What if you could find any piece of data instantly without opening dozens of files?
Why Database connections (DBI, RSQLite) in R Programming? - Purpose & Use Cases
Imagine you have a huge list of customer data saved in many separate text files. You want to find all customers from a certain city, but you have to open each file, read through all lines, and search manually.
This manual way is slow and tiring. You might miss some files or make mistakes copying data. It's hard to keep track of changes or combine data from many files without errors.

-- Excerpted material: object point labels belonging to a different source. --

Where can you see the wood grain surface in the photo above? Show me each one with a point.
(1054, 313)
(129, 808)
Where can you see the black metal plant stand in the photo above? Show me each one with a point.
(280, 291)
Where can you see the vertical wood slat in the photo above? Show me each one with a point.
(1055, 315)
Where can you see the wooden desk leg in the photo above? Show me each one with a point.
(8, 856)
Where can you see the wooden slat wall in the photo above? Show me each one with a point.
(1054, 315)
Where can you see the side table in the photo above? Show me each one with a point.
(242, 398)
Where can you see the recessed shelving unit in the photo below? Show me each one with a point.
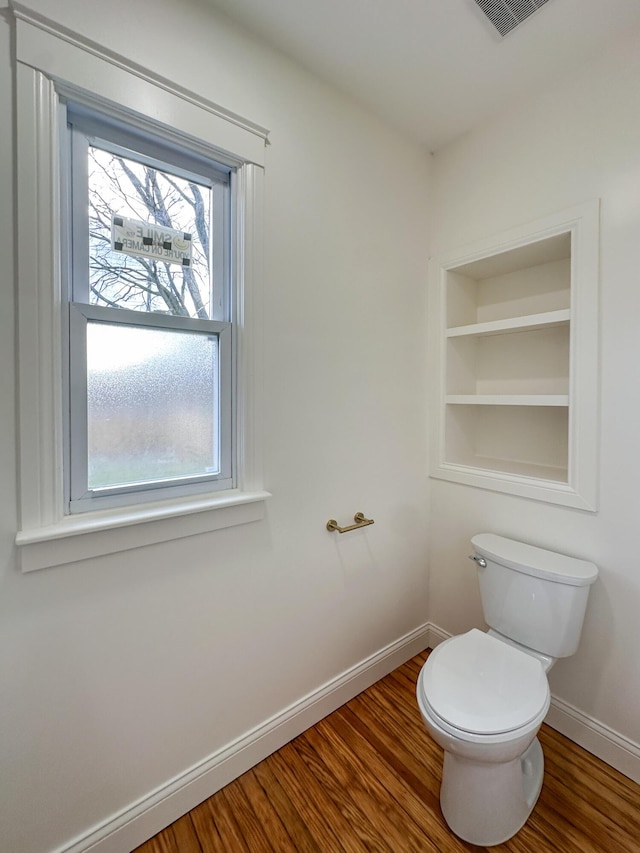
(514, 332)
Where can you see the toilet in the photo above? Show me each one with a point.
(484, 695)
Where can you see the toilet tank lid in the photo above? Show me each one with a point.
(531, 560)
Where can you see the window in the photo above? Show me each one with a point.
(139, 373)
(149, 326)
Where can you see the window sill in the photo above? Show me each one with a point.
(81, 537)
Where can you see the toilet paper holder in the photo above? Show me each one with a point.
(360, 521)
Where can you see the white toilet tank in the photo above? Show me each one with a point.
(536, 597)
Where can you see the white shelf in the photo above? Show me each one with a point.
(508, 468)
(513, 323)
(547, 319)
(507, 399)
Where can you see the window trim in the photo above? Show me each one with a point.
(53, 65)
(83, 128)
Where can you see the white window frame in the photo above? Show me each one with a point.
(54, 65)
(136, 142)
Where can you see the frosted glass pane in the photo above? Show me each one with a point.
(152, 404)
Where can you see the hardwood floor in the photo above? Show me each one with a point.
(367, 778)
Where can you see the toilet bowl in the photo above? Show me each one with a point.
(483, 702)
(483, 696)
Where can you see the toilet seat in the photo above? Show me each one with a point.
(476, 684)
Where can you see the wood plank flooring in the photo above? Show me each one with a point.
(367, 778)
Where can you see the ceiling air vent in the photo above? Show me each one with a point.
(505, 15)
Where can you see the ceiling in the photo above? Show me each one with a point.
(435, 68)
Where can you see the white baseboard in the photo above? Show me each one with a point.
(614, 749)
(141, 820)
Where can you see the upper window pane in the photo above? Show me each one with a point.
(149, 237)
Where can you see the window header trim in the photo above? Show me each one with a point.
(77, 64)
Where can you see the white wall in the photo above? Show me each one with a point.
(579, 141)
(120, 673)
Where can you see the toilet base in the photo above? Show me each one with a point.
(487, 803)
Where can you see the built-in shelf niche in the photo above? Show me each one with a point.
(514, 331)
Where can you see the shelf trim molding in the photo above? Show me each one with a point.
(528, 322)
(561, 400)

Using database connections with DBI and RSQLite lets you store all data in one place and ask questions quickly. You can search, update, and organize data easily without opening many files.
data1 <- read.csv('file1.csv') data2 <- read.csv('file2.csv') all_data <- rbind(data1, data2) subset(all_data, city == 'New York')
library(DBI) library(RSQLite) con <- dbConnect(RSQLite::SQLite(), 'mydb.sqlite') dbGetQuery(con, "SELECT * FROM customers WHERE city = 'New York'")
This lets you handle large data easily, run fast searches, and keep your data safe and organized in one place.
A shop owner uses a database to quickly find all orders from last month, instead of searching through many Excel files one by one.
Manual data handling is slow and error-prone.
Database connections let you access and manage data efficiently.
DBI and RSQLite make it easy to work with databases inside R.